Area | Perimeter | Compact. | Length | Width | Asymmetry | Groove L | Variety | |
---|---|---|---|---|---|---|---|---|
Area | 1 | 0.994 | 0.608 | 0.95 | 0.971 | -0.23 | 0.864 | -0.346 |
Perimeter | 0.994 | 1 | 0.529 | 0.972 | 0.945 | -0.217 | 0.891 | -0.328 |
Compact. | 0.608 | 0.529 | 1 | 0.368 | 0.762 | -0.331 | 0.227 | -0.531 |
Length | 0.95 | 0.972 | 0.368 | 1 | 0.86 | -0.172 | 0.933 | -0.257 |
Width | 0.971 | 0.945 | 0.762 | 0.86 | 1 | -0.258 | 0.749 | -0.423 |
Asymmetry | -0.23 | -0.217 | -0.331 | -0.172 | -0.258 | 1 | -0.011 | 0.577 |
Groove L | 0.864 | 0.891 | 0.227 | 0.933 | 0.749 | -0.011 | 1 | 0.024 |
Variety | -0.346 | -0.328 | -0.531 | -0.257 | -0.423 | 0.577 | 0.024 | 1 |
Distributions
Experiment Table Example
Train Size | Nodes/ Layer | M Loss | Opt. | M Accu. | Epoch | Input Shape | Feature Select. | Test Loss | Test Accu. | Comment |
---|---|---|---|---|---|---|---|---|---|---|
168 | 128 | cat. c. entrp | adam | accu. | 120 | 3 | Area, Asymm., Compact. | 0.757 | 0.857 | None |
168 | 128 | cat. c. entrp | adam | accu. | 75 | 7 | 1, 2, 3, 4, 5, 6, 7 | 0.992 | 0.881 | Regular. on layer 2 |
168 | 128 | cat. c. entrp | adam | accu. | 75 | 7 | 1, 2, 3, 4, 5, 6, 7 | 1.05 | 0.881 | Const. to 10 |
168 | 128 | cat. c. entrp | adam | accu. | 75 | 7 | 1, 2, 3, 4, 5, 6, 7 | 1.05 | 0.881 | Rand. data sel |
160 | 128 | cat. c. entrp | adam | accu. | 120 | 3 | Width, Compact., Groove L | 0.273 | 0.92 | One hidd. layer |
160 | 128 | cat. c. entrp | adam | accu. | 68 | 3 | Width, Compact., Groove L | 0.266 | 0.94 | Two hidd. layers |
160 | 128 | cat. c. entrp | adam | accu. | 120 | 3 | Area, Compact., Groove L | 0.161 | 0.94 | Two hidd. layers |
160 | 128 | cat. c. entrp | adam | accu. | 120 | 3 | Area, Compact., Groove L | 0.143 | 0.94 | Three hidd. layers |
160 | 128 | cat. c. entrp | adam | accu. | 120 | 4 | Area, Compact., Groove L, Perim. | 0.153 | 0.96 | Sigmoid act. last hidd. layer |
150 | 64 | cat. c. entrp | adam | accu. | 500 | 3 | Length, Compact., Groove L | 0.176 | 0.967 | Five hidd. layers, reg. last hidd lay |
Conclusions
Do not underestimate feature selection.

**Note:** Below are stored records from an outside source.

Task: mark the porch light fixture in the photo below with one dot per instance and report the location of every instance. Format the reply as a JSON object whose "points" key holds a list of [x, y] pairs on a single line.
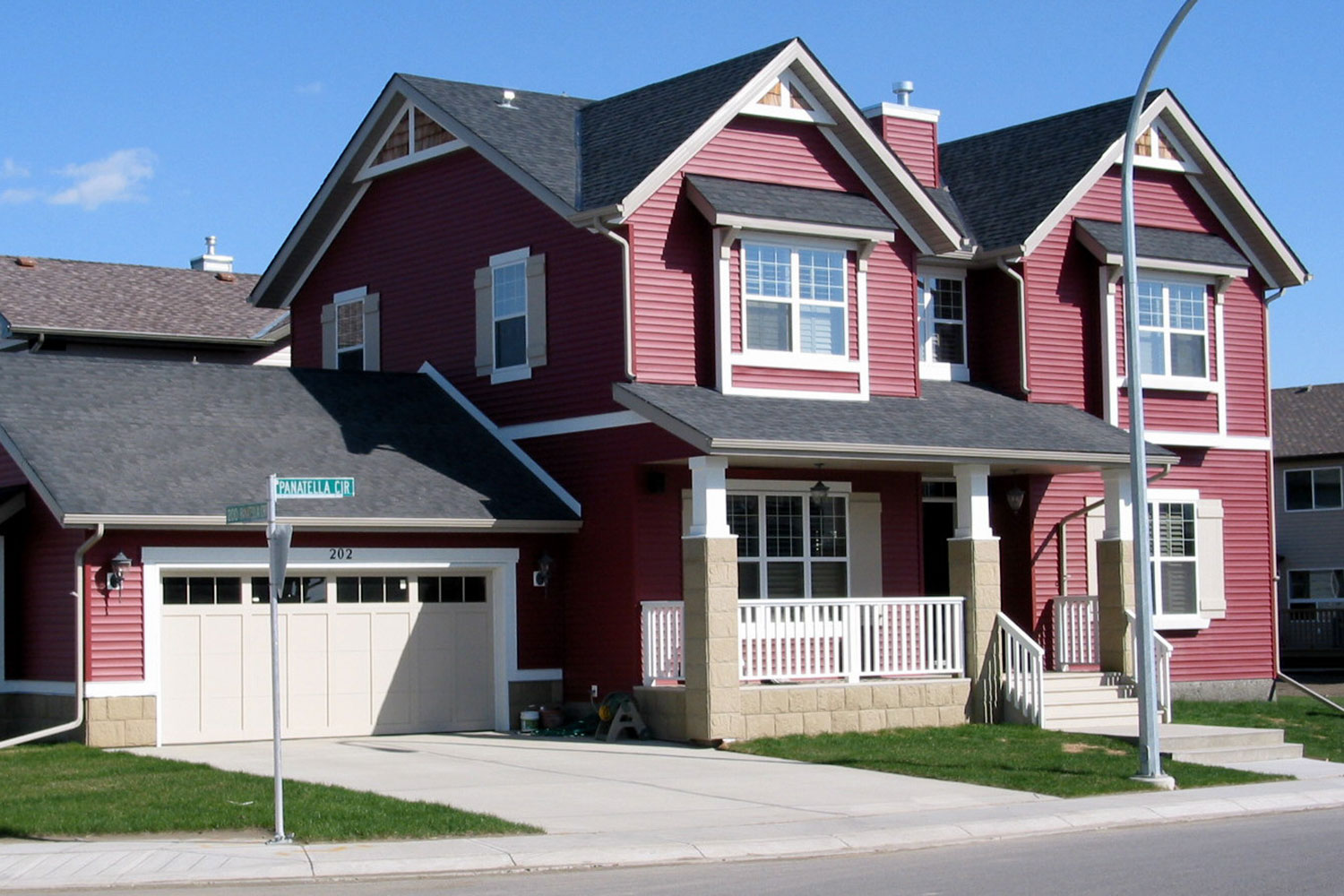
{"points": [[118, 571], [542, 575]]}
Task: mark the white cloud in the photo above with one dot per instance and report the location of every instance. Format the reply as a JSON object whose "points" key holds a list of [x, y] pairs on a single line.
{"points": [[16, 196], [108, 180]]}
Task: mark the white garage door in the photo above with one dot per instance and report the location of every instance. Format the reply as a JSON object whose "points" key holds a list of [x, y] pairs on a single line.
{"points": [[360, 654]]}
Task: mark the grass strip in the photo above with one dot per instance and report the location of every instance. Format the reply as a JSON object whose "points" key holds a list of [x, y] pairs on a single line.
{"points": [[74, 790], [1304, 720], [1015, 756]]}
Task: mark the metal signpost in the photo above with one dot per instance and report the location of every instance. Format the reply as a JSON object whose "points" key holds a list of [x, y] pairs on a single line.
{"points": [[277, 538]]}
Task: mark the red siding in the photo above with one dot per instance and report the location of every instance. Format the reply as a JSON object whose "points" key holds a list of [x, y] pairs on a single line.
{"points": [[418, 237]]}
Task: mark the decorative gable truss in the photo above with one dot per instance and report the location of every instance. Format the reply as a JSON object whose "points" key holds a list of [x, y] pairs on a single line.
{"points": [[413, 137]]}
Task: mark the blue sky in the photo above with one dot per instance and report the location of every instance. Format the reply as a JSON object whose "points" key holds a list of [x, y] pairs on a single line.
{"points": [[131, 131]]}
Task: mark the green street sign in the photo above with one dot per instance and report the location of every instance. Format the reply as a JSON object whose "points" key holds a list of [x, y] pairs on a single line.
{"points": [[300, 487], [245, 512]]}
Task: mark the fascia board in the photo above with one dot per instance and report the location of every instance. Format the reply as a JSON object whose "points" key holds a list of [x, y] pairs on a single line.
{"points": [[341, 169], [492, 155]]}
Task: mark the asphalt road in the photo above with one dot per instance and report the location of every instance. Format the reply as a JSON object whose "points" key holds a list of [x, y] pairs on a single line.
{"points": [[1290, 853]]}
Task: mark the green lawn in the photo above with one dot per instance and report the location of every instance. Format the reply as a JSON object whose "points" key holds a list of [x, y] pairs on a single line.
{"points": [[74, 790], [1013, 756], [1306, 721]]}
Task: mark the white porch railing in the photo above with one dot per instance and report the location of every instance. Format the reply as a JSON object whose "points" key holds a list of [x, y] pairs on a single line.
{"points": [[1075, 632], [1163, 665], [1016, 676], [846, 638]]}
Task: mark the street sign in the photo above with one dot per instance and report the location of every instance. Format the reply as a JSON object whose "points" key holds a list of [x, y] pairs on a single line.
{"points": [[245, 512], [300, 487]]}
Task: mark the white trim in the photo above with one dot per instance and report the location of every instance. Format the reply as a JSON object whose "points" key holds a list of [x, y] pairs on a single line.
{"points": [[570, 425], [570, 501]]}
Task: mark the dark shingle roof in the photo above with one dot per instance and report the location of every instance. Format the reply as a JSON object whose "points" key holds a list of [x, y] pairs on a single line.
{"points": [[789, 203], [1309, 421], [949, 416], [1159, 242], [129, 298], [163, 438], [1007, 182]]}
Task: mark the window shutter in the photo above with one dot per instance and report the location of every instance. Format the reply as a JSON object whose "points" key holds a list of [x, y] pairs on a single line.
{"points": [[1209, 552], [484, 324], [330, 336], [373, 357], [537, 311]]}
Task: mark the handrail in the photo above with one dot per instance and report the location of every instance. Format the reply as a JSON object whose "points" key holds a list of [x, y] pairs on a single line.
{"points": [[1163, 659], [1016, 672]]}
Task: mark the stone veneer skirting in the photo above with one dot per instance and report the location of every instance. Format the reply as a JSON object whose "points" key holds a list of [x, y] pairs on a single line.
{"points": [[771, 711]]}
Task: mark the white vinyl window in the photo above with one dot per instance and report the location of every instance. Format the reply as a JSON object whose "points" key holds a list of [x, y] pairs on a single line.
{"points": [[1172, 328], [790, 546], [1314, 489], [795, 300], [943, 325]]}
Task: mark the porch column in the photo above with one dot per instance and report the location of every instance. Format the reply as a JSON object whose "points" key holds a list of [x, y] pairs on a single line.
{"points": [[1116, 586], [973, 573], [711, 664]]}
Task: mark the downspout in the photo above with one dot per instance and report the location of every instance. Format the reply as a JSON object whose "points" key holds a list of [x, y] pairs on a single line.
{"points": [[599, 228], [1062, 532], [1021, 320], [80, 648]]}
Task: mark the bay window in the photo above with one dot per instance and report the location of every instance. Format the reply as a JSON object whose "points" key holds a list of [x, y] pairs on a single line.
{"points": [[795, 300]]}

Evaluate single features, and combinations. Using two features that are not highly correlated may seem attractive, but if the one of the features is not very helpful in training for your objectives, combining it with the other might not help as much as you expect. Kernel length and the asymmetry coefficient, for example, were significantly less correlated than kernel length and groove length. Nevertheless, the kernel length and groove length pair proved to be more fruitful in training. If your model doesn’t converge in training, or does so sporadically, a slow learning rate and high number epochs, combined with a high capacity may help significantly. Once the model starts overfitting, introduce regularization. Once testing performance is satisfactory, experiment with lower capacities, epoch numbers, and learning and learning decay rates.